The first year of President Donald Trump's second term has been rife with examples of the president doing something previously believed to be illegal until it was eventually upheld by the Supreme Court of the United States (SCOTUS). Now, two legal experts are arguing that the next Democratic president should take advantage of the new vastly expanded presidential powers sanctioned by the nation's highest court.
In a Friday article for Slate, legal journalists Mark Joseph Stern and Dahlia Lithwick laid out how the next Democrat to be elected president of the United States should govern in their first 24 hours, under the new legal boundaries SCOTUS granted the White House under the Trump administration. Stern argued that because SCOTUS has blessed the "unitary executive" theory that all powers delegated to the executive branch and federal agencies can be unilaterally exercised by the president, the next president — he named Rep. Alexandria Ocasio-Cortez (D-N.Y.) as a stand-in example — should take after Trump's example and "wield those powers aggressively."

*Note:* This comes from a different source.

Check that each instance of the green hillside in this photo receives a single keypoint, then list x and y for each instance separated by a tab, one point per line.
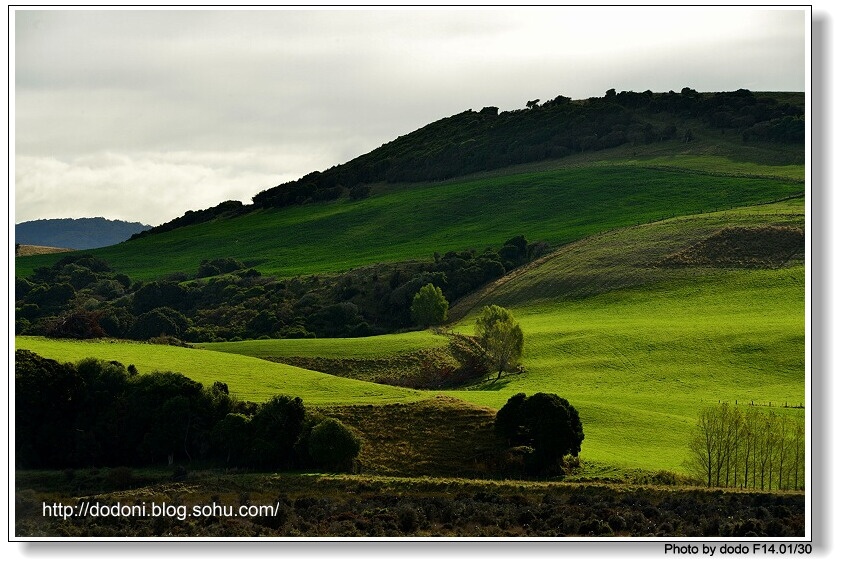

"How does that cash out? First, let’s remember that the Supreme Court has now effectively granted the president authority to impound federal funds duly appropriated by Congress and to abolish federal agencies established and funded by Congress," Stern wrote. "I think that is terrible and anti-constitutional. But thanks to the Supreme Court, that is now the law. So let’s talk about what President AOC can do with those powers in 2029."
"On Day 1, she needs to impound ICE’s budget. She needs to refuse to spend the billions of dollars that Congress has appropriated to the agency and fire tens of thousands of immigration agents immediately, starting with those who committed acts of violence and discrimination — which, by that point, may be almost all of them," he continued. "Close as many immigrant detention facilities as possible and free the detainees."
Stern then argued that a Democratic president could then repurpose ICE's budget as a reparations fund for families of immigrants who were improperly deported or denied due process, release the names of all agents who broke the law and prosecute every lawbreaking agent for crimes who wasn't preemptively pardoned by Trump. He reminded readers that all of this would be "100 percent legal under the precedent established by Trump and the Supreme Court."
"Take these powers and use them to undo Trump’s legacy and really flood the zone," he added. "Blitz the country with these executive orders on Day 1 and dare anybody to stop you."
Lithwick agreed with Stern's points, and noted that while many Americans would like to see a return to "norms" that were violated during the Trump administration, Democrats constraining their own powers to adhere to norms after a norm-breaking Republican presidency would only cement the idea that Republicans are free to violate norms whenever they're in power. Stern agreed, and asserted that the only way norms can be restored is if Democrats demonstrate to Republicans what happens under a Democratic administration when they bulldoze all institutional guardrails.
"It can only work if Democrats give Republicans a taste of their own medicine and remind them why the norms were there in the first place," he said.